An infusion of blood stem cells can be used to boost bone marrow in cancer patients ravaged by radiation treatment. But experts say the procedure could also save the lives of Japan’s nuclear workers, who’ve been exposed to high levels of radioactive contamination while battling nuclear fallout at the country’s Fukushima Dai-ichi plant, 150 miles north of Tokyo.
About 400 workers have been staying at a building about half a mile from Fukushima’s blown-out Reactor No. 1, while residents within a surrounding 12-mile radius have evacuated altogether.
At least two workers were hospitalized last week after coming in contact with radioactive water as they tried to lay electricity cables. The exact level of radiation the workers are constantly exposed to hasn’t been made public.

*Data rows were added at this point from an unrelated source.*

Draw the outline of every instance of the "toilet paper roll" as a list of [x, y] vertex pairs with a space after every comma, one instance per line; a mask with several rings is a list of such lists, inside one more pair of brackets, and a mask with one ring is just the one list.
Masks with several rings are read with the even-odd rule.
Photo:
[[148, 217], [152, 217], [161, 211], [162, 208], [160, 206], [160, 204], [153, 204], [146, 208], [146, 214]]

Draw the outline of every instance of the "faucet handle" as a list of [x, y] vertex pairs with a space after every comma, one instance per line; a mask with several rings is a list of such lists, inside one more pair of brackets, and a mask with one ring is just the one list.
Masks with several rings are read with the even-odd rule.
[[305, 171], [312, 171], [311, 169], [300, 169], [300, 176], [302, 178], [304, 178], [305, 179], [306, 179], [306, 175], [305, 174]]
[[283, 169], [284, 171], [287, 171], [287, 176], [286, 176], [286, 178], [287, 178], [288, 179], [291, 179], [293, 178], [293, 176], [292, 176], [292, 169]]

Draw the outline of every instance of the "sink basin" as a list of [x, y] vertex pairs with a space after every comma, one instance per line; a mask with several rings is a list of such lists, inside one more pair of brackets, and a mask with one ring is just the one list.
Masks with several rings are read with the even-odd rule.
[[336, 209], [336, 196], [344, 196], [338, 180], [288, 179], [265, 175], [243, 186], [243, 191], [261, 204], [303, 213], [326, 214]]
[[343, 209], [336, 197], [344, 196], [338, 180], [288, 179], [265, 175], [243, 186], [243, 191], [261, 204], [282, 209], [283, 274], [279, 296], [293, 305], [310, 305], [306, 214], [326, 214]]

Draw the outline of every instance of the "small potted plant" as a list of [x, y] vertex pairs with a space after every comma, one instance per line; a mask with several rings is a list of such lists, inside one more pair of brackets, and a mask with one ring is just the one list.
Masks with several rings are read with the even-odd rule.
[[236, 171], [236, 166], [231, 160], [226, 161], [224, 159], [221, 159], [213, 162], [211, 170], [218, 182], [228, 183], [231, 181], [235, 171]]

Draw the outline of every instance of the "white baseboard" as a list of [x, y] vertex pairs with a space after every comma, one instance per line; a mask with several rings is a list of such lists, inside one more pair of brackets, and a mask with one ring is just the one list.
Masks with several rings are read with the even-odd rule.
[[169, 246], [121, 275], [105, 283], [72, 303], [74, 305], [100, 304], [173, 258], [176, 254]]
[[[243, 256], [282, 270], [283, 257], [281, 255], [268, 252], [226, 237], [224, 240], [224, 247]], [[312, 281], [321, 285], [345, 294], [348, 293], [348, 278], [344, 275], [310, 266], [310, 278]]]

Now, Japanese authorities are considering plans to collect and freeze cells from some of the workers, in case they’re in need of blood stem cell transplants later on, when the true amount of contamination is known, and if workers begin to fall ill.
Workers who’ve been exposed to high levels of contamination could develop acute radiation syndrome. “The survival rate of patients with this syndrome decreases with increasing [radiation] dose,” the U.S. Centers for Disease Control and Prevention says on its website. “The primary cause of death is the destruction of the bone marrow.”